The researchers also attempted to find out what the mass of the heavier elements were and tended to find variations between 11 to 30 Earth masses of heavier elements throughout their models, with Jupiter’s core thought to be made up of 7 earth masses.
Their conclusions also suggested that Jupiter, at 1 bar, could be as hot as 188K compared to previous measurements of 166K, suggesting a higher entropy closer to Jupiter’s core.
These results mean astronomers need to think twice when calculating the structure of Jupiter’s interior, and sets new expectations for any assessment of exoplanets – in particular, they may have more heavy metals in them than we think.

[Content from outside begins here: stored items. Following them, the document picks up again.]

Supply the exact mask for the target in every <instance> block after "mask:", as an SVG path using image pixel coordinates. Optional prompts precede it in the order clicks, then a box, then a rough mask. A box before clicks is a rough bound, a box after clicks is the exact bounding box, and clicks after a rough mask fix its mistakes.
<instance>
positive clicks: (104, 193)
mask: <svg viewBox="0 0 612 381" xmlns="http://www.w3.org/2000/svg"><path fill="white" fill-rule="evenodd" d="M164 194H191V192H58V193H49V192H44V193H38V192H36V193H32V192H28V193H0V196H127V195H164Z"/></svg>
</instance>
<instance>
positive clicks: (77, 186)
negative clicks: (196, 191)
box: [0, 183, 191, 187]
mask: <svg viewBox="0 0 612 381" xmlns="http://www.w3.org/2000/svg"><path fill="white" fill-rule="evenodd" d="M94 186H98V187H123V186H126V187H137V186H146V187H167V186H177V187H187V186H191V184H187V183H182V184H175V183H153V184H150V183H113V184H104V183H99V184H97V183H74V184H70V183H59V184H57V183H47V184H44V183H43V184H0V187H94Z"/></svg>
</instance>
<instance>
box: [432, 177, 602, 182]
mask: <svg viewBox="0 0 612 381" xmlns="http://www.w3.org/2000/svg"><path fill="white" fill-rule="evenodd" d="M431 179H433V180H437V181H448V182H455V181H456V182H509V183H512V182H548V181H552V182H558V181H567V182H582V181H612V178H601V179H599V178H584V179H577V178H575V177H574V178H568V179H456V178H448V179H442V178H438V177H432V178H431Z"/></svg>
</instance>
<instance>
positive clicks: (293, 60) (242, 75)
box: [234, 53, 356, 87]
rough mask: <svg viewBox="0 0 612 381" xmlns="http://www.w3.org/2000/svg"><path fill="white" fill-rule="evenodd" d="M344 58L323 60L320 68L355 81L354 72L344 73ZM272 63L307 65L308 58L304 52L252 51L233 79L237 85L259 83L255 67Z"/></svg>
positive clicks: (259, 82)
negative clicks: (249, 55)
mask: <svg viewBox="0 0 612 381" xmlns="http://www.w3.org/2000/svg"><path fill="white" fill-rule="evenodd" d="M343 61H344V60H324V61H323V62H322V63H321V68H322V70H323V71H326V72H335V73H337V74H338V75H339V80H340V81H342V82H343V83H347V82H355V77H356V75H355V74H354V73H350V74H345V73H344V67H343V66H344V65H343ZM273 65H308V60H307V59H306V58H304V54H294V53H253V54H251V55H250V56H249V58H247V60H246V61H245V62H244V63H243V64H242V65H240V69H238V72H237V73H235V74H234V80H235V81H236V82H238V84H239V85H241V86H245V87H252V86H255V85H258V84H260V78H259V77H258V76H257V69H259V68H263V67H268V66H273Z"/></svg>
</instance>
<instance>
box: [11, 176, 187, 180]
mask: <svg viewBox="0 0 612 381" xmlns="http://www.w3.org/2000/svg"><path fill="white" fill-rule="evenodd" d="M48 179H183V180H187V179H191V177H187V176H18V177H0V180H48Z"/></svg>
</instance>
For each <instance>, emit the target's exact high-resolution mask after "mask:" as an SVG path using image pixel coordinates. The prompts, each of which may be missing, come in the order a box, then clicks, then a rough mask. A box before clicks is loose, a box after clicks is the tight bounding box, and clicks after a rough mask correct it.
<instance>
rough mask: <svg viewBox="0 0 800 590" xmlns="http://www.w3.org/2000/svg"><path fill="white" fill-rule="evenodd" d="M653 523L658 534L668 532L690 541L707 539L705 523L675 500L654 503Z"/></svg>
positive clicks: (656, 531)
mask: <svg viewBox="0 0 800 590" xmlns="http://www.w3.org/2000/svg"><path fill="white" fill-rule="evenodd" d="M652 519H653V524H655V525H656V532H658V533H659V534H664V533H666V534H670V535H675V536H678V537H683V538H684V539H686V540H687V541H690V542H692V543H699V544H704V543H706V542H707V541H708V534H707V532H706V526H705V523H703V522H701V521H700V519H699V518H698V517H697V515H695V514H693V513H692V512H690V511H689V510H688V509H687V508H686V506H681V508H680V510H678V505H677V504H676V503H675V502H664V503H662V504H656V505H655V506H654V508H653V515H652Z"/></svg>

Findings shine new light on Jupiter’s origin
This research not only reveals some of the mystifying secrets of Jupiter’s interior, but it can also help us understand how it, and other planets like it, can form.
There have been a few theories to explain how Jupiter started ranging from the accretion of large rocky matter called the planetesimal-driven scenario and the much dustier and gassier pebble-driven scenario.
The planetesimal-driven scenario is where the space solids, from one to hundreds of kilometres in size, are drawn together due to gravity into one big clump, eventually solidifying into a planetary core.
This molten core attracts leftover gasses from the formation of the sun and, as it forms, mixes in its heavy metals.
The pebble-driven formation features tiny clumps of centimetre-large rocks that lose their speed due to a particularly dense field of gas.
The drag from the gas can help pull pebbles to a dense part of the gas cloud until it becomes its own planetesimal albeit with a much more even distribution of gas and heavier elements.
The findings from the study lend evidence to a mixed combination of these theories.
Due to the uneven distribution of heavy metals, it’s likely that Jupiter was probably formed in a planetesimal-driven scenario while it was already drawing gas.